Provide written resources and a pathway. Offer a brief summary letter that names the diagnosis, lists the positive signs demonstrated in clinic, outlines the treatment plan, and includes reputable patient education links and emergency guidance. Encourage patients to share the letter with family, employers, and therapists to align expectations and reduce repeated explanations that can be exhausting.
Include family or caregivers when possible. Invite them to observe demonstrations and practice supportive responses that avoid inadvertently reinforcing symptoms, such as shifting attention to an external task rather than repeatedly checking the affected limb. Align on practical goals: returning to school or work with accommodations, resuming driving when criteria are met, and pacing activities to avoid boom–bust cycles.

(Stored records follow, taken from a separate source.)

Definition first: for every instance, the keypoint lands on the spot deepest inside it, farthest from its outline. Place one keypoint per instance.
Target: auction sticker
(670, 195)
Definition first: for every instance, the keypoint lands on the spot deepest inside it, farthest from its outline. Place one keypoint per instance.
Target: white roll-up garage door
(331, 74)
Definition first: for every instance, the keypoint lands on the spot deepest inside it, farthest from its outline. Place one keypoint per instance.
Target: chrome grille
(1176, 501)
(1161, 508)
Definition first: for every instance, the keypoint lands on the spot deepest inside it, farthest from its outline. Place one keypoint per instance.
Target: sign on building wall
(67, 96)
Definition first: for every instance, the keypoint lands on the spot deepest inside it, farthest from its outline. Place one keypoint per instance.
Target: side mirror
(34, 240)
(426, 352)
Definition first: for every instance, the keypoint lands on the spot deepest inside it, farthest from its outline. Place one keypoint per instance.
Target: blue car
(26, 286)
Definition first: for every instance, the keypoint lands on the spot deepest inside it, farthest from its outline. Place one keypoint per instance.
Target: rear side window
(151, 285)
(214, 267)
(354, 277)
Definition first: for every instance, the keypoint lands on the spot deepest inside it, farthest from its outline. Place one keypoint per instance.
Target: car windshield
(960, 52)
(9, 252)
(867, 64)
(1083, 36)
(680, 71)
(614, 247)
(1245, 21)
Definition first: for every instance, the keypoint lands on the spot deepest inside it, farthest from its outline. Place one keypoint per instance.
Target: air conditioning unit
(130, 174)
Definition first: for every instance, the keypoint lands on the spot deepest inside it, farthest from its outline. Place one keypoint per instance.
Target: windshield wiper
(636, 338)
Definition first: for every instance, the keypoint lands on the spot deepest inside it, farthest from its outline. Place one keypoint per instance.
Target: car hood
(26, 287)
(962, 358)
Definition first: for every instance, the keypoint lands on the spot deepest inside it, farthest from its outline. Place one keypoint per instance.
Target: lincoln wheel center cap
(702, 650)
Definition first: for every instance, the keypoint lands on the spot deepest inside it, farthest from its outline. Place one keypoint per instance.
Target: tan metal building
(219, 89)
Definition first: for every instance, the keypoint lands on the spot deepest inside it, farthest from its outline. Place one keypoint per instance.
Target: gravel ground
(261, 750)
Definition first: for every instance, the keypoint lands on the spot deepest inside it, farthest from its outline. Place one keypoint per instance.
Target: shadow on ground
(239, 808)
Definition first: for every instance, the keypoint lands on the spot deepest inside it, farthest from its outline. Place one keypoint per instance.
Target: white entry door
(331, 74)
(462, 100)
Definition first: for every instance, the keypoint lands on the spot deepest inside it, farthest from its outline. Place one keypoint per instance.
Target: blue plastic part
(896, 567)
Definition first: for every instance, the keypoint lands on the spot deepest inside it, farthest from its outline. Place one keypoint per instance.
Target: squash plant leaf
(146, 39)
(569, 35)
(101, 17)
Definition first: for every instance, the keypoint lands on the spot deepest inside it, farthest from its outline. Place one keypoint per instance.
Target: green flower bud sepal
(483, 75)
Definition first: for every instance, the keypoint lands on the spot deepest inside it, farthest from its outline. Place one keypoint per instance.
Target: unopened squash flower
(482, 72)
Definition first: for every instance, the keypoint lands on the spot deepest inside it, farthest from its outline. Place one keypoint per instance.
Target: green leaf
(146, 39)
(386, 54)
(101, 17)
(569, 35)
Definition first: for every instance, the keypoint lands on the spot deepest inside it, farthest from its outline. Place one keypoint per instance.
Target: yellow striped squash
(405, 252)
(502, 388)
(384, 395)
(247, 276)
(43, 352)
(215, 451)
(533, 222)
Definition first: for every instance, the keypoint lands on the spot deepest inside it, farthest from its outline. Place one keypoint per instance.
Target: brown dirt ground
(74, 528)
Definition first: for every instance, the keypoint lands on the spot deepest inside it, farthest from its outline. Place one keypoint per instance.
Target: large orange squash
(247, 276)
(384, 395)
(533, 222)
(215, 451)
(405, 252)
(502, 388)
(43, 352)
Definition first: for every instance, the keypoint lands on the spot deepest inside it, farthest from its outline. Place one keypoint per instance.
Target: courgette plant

Plan follow-up with clear milestones. “By our next visit we’ll aim for walking two blocks without symptoms by using the same cueing strategies that helped today.” Define what improvement looks like—greater time in valued activities, fewer events, smoother movement—rather than only symptom counts. Anticipate fluctuations and frame them as expected during retraining, not as failure.
When skepticism or prior negative experiences are prominent, acknowledge them and separate the message from past labeling. “It makes sense you’re cautious after many appointments. What is different today is that we observed features that positively identify FND and we can show how they change. That gives us a clear target for treatment.” Offer a second-look visit or a joint session with physiotherapy or psychology to consolidate understanding.
Document communication thoroughly. Record the rule-in evidence shown to the patient, their understanding using teach-back, the agreed plan, and safety-netting instructions. Clear documentation supports continuity across clinicians and reinforces that the diagnosis rests on observable, reproducible findings tied to a practical rehabilitation strategy.